Mother’s Day

In my novel Someone To Come Back To, Dr. Maggie O’Brien seeks the seclusion of the Adirondacks for some peace and to undertake some clear-headed thinking about her life. One of the things she finally faces with brutal honesty is her relationship with her mother and her contribution to that relationship and how she hasn’t always been fair to her mother. She realizes what most of us realize at some point – the breathtaking amount of work and effort her mother put in to ensure she and the rest of her family had a happy and as smooth running a life as possible. I’m sharing the excerpt here in honour of all the Mothers on Mother’s Day – enjoy!

“She remembered her last boyfriend Tim, and his pleas to her to leave the E.R. and get engaged, to become Mrs.
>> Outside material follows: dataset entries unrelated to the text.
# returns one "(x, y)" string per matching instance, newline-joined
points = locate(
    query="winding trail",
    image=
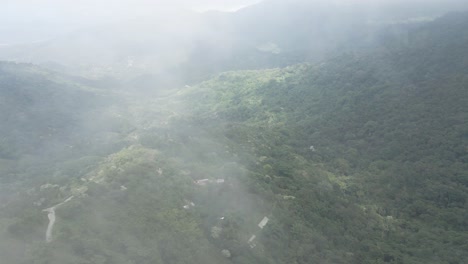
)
(51, 216)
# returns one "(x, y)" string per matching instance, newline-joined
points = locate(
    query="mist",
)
(234, 131)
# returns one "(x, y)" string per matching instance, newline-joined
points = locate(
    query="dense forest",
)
(360, 156)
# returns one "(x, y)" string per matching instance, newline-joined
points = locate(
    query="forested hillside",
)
(361, 158)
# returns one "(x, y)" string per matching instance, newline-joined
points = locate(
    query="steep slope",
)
(388, 130)
(182, 47)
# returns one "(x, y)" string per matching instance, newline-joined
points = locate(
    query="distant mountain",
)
(47, 112)
(190, 47)
(359, 158)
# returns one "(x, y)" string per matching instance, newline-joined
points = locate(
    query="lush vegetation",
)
(360, 159)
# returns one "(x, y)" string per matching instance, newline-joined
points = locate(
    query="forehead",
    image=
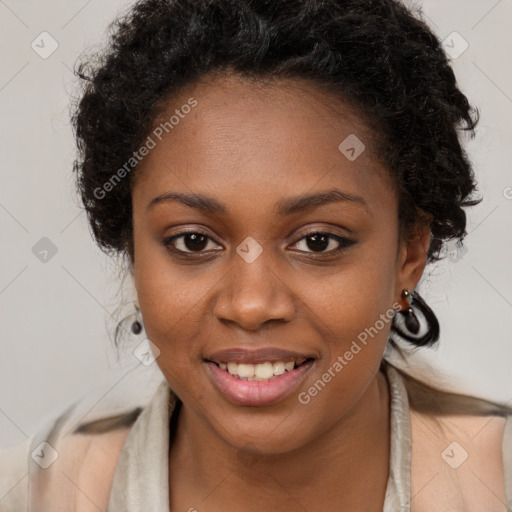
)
(260, 138)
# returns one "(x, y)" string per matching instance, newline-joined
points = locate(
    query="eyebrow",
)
(288, 206)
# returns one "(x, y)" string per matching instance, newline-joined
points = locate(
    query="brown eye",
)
(188, 242)
(318, 242)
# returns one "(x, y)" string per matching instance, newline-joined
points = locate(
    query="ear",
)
(411, 261)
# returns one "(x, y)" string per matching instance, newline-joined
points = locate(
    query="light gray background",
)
(55, 315)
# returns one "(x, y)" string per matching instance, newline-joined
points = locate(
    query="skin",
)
(250, 146)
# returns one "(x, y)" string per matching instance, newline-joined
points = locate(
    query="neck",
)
(345, 469)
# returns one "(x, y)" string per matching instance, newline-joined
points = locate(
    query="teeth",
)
(259, 372)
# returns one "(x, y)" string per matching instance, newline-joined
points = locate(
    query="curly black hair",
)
(375, 55)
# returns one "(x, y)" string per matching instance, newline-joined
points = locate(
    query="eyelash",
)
(344, 243)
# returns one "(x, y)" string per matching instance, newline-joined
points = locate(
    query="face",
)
(271, 251)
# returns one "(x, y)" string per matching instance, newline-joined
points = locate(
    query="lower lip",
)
(254, 392)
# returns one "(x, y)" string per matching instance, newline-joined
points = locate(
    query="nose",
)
(253, 294)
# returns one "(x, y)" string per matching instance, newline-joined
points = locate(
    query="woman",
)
(278, 175)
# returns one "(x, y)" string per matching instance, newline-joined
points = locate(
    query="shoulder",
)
(460, 456)
(72, 457)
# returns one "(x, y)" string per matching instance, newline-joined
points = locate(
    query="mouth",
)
(260, 372)
(256, 378)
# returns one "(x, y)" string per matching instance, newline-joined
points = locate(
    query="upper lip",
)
(255, 356)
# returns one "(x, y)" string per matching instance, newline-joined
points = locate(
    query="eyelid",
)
(343, 241)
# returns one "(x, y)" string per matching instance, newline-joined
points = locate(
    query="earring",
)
(137, 325)
(411, 322)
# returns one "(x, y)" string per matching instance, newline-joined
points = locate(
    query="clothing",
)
(123, 467)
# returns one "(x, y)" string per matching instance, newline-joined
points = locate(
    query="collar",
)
(142, 472)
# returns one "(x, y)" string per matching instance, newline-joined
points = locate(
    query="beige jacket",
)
(109, 452)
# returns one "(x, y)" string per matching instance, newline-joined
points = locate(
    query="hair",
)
(373, 55)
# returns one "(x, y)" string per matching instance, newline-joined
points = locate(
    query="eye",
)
(187, 242)
(319, 241)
Taylor and follow him to a life in the burbs, from where he intended to commute to work every day and leave her rearing their children.  His vision of domestic bliss had only revealed itself under the influence of a lot of alcohol at the staff Christmas party and Maggie had realized there and then their relationship was over.  It had spluttered on for a few more months, mainly due to their hectic work schedules but Maggie had finally ended it.

The idea of her as some sort of housewife, trying to juggle domestic commitments with raising children was the stuff of her own personal horror movie.  She could barely manage her life as a single woman, never mind trying to keep small people alive and cared for.  And there was the rub, the thing she didn’t understand, the thing she wanted to put under a microscope and examine forensically and the thing she was simultaneously terrified to look at.
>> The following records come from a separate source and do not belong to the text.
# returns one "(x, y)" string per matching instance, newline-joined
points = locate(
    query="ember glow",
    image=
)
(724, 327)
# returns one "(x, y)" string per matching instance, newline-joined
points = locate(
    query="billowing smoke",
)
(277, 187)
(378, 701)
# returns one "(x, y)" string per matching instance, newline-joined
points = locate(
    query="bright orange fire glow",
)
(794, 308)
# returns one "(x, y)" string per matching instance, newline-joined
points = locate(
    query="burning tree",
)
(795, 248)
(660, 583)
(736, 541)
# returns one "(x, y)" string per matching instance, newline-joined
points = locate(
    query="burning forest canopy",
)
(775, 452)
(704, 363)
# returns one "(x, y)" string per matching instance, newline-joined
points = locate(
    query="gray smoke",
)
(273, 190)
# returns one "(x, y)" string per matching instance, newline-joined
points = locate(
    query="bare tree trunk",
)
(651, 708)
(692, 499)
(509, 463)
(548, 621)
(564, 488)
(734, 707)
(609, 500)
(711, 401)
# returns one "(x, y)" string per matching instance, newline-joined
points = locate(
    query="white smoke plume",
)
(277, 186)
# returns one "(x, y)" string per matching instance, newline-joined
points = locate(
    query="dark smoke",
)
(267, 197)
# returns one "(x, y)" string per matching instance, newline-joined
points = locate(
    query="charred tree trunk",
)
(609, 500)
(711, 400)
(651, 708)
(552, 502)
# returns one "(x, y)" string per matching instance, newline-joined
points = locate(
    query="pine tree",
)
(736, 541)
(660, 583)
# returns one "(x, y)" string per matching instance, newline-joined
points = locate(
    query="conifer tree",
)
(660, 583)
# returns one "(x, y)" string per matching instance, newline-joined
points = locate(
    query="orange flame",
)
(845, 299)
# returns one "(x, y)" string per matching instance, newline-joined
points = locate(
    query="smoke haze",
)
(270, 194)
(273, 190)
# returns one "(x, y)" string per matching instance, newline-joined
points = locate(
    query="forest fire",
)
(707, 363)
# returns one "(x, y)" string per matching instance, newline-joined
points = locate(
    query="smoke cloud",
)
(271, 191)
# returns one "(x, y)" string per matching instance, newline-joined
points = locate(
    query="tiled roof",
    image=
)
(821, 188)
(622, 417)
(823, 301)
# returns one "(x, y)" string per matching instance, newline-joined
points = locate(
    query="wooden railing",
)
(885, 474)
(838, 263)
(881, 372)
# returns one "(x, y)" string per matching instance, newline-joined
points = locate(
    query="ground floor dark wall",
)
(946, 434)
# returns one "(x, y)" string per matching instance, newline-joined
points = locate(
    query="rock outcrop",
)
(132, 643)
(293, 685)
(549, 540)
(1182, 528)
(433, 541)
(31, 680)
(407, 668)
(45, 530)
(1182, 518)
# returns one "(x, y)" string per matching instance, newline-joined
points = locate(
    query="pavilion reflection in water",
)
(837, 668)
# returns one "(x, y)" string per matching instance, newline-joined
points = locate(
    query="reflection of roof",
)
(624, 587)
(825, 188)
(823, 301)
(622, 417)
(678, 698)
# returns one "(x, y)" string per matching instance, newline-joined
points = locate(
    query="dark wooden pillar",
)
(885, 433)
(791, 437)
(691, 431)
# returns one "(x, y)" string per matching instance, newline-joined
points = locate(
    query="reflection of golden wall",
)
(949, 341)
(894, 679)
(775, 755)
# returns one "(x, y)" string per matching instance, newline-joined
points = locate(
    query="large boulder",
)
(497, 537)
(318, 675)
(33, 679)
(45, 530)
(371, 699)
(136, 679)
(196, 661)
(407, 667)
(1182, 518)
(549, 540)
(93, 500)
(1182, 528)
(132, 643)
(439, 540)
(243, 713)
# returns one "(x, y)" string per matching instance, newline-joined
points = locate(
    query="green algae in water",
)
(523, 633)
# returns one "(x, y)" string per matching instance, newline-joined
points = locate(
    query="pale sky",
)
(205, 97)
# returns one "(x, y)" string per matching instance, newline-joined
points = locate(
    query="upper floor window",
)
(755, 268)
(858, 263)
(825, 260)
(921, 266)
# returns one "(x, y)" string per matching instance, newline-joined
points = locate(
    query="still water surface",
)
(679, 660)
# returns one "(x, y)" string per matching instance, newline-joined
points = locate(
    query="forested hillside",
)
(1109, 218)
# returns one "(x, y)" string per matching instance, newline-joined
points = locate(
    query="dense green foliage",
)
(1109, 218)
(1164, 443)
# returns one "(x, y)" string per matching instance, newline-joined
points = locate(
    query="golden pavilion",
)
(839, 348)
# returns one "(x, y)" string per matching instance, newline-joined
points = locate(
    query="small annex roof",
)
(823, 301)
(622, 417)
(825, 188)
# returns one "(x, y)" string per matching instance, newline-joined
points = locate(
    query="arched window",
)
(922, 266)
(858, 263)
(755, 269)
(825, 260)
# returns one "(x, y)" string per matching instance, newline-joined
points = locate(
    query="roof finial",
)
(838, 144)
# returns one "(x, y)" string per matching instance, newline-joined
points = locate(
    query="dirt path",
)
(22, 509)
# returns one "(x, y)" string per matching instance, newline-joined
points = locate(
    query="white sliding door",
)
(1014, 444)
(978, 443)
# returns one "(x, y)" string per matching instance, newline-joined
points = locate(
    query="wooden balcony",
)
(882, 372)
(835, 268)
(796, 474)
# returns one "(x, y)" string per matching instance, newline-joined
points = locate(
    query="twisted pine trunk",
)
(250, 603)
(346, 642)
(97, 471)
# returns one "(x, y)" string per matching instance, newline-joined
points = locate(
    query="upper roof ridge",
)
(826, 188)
She was a successful trauma surgeon, a key member of the E.R. team at Hillview.  She was an intelligent, accomplished woman, excellent at her job and committed to her work.  But that’s where her success stopped.

Her apartment was a disaster zone.  It was constantly a mess. She struggled to keep on top of the basics such as washing, ironing and cleaning.  Her bills were consistently overdue and she’d had her phone and power disconnected on more than one occasion.  She barely had time to shop, never mind cook and her diet consisted basically of take-outs and frozen dinners.  And this for a trauma surgeon!  She knew if she kept going in this vein she’d be bringing a major trauma on herself.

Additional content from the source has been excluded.